Ничего, кроме пары заколок не купили. Туфли были только скороходовские, страшные, жесткие, каблучина высоченный. Еще навернешься с такого посреди ЗАГСА, то-то смеху будет. Свадьба была назначена на август. Еще почти два месяца впереди. Успеется.

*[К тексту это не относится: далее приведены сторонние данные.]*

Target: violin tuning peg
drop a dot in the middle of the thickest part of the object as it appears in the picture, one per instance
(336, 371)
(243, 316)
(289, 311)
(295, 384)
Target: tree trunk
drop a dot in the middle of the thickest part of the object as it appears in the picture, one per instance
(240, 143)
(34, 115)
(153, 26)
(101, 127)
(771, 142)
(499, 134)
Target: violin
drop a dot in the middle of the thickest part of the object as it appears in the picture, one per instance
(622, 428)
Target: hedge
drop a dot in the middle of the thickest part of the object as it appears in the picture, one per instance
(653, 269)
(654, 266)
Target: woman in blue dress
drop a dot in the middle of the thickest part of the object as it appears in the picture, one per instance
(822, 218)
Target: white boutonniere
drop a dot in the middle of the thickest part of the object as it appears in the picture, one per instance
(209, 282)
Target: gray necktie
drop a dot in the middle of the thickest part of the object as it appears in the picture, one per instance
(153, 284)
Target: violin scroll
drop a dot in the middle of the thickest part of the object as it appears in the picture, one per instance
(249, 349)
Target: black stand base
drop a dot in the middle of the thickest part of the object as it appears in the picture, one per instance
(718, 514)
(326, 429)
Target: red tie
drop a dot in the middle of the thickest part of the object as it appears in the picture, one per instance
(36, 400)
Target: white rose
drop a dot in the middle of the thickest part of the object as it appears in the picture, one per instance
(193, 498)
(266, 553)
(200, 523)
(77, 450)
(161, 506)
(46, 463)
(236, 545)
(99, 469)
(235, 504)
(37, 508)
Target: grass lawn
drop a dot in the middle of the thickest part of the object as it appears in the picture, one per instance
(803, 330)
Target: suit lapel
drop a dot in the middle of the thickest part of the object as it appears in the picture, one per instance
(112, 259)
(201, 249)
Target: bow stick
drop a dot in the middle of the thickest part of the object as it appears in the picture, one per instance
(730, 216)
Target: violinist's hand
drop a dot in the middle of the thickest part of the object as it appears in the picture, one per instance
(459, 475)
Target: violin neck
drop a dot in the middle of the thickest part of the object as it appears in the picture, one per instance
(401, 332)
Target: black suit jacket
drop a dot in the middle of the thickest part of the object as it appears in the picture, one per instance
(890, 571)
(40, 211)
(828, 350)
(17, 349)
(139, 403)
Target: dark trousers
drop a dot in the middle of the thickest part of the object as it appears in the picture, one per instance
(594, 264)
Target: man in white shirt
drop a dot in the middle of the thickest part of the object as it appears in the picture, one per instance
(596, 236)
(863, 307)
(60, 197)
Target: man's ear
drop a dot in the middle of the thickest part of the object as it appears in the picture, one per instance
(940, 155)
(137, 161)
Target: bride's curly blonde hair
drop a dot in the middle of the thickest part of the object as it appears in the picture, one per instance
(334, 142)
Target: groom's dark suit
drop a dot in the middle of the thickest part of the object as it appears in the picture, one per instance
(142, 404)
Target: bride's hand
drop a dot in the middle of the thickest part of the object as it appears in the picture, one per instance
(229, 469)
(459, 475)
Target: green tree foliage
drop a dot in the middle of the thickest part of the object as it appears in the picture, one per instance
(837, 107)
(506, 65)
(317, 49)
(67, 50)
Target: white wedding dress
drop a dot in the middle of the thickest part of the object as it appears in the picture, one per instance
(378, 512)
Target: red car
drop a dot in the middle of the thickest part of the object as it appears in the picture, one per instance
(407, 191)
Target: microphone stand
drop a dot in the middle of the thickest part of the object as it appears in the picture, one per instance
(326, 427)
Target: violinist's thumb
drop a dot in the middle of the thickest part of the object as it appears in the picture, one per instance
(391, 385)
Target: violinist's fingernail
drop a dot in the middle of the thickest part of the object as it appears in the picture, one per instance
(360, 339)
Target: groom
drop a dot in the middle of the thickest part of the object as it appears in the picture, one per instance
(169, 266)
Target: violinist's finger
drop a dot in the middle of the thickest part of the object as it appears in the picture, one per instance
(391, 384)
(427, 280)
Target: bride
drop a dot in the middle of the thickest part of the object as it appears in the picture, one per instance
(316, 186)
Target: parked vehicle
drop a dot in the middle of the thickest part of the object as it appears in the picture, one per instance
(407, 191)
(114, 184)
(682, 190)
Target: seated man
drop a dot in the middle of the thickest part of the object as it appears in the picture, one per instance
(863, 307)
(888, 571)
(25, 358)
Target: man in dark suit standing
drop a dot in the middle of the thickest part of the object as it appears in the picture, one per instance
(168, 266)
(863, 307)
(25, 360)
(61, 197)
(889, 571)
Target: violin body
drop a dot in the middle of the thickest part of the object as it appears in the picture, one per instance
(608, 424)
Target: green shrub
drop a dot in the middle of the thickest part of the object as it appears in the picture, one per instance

Эля думала, как они с Юркой будут жить после свадьбы. Перспектива получалась не совсем радужная. И по деньгам, и по жилплощади. Лучше всего отдельно жить, кто бы спорил. Да на какие шиши квартиру снимешь? У нее стипендия, у Юрки зарплата – хрен да маленько. Он свой кулек закончил, мать его на завод на свой пристроила. В отдел кадров – бумажки перекладывать. Поулыбалась, поюлила, очередной зонтик из сундука вытащила, всучила кому полагается. Все-таки зять будущий. А с его специальностью только кружок в доме пионеров вести можно, резьбы по дереву. Не солидно. А так, считай, управленец, какое-никакое, а начальство. Юркина мать рублей двести, ну двести двадцать получает. Эля не знает, но предполагает. Да у нее просить неудобно как-то. Отец их столько же зарабатывает. Больше всех нынче мать получает. Она Юрку-то на завод за руку привела, а сама вскорости ушла. В кооператив устроилась на кирпичный завод складом заведовать. Там ей сходу отвалили четыре сотни. Вообще, могли бы скинуться деткам на индивидуальную клетку. Вон как Эля наловчилась деньги по чужим карманам считать. Стыдно-то как!
Но мать сотню в месяц на съем квартиры не выделит. Только Эля заикнулась, сразу сказала: «Еще чего, деньги чужим людям отдавать. У нас две комнаты. Мы с Ленкой к бабушке в комнату, а тут вы с Юркой. Мы с отцом прожили, и вам хватит места». Прожили они! Сколько Эля себя помнила, папа всегда в прихожей на тахте жил. Сам по себе. А они с Ленкой на другой тахте в маминой комнате. А Люська – на диване в бабушкиной. Но можно, можно было бы им с Юркой мамину комнату занять. Эля была не против. Но Юрка уперся. Ни в какую. «У нас будем жить» – и все. Почему, не объяснил.
Там и свадьбу гуляли, в Юркиной однокомнатной квартире. Да народу-то было: раз два и обчелся, по-семейному. Свои да пара Юркиных приятелей со двора: длинный Женька, он за фотографии отвечал, решили фотографа от ЗАГСА не заказывать, мать сказала, что дорого слишком, да Стаська, толстый, круглый, но вертлявый как юла, его свидетелем выставили, и еще он гитару приволок, магнитофон для танцев, а вот попеть за столом – это святое. Свидетельницей со стороны невесты Люся была. Эля Ленку просила, но та чего-то не захотела, отвертелась. Она в Загсе сзади всех уселась, то ли спряталась, то ли смотреть не хотела. Зато потом, когда уже до стола добрались, отрывалась. Каждые пять минут орет: «Горько, горько!», и шампанского бокал тянет. Прям не унять. Ну и так с этого шампанского наклюкалась, что потом в туалете блевала. Все песни под гитару тянут, а она из сортира аккомпанирует звуками не благостными.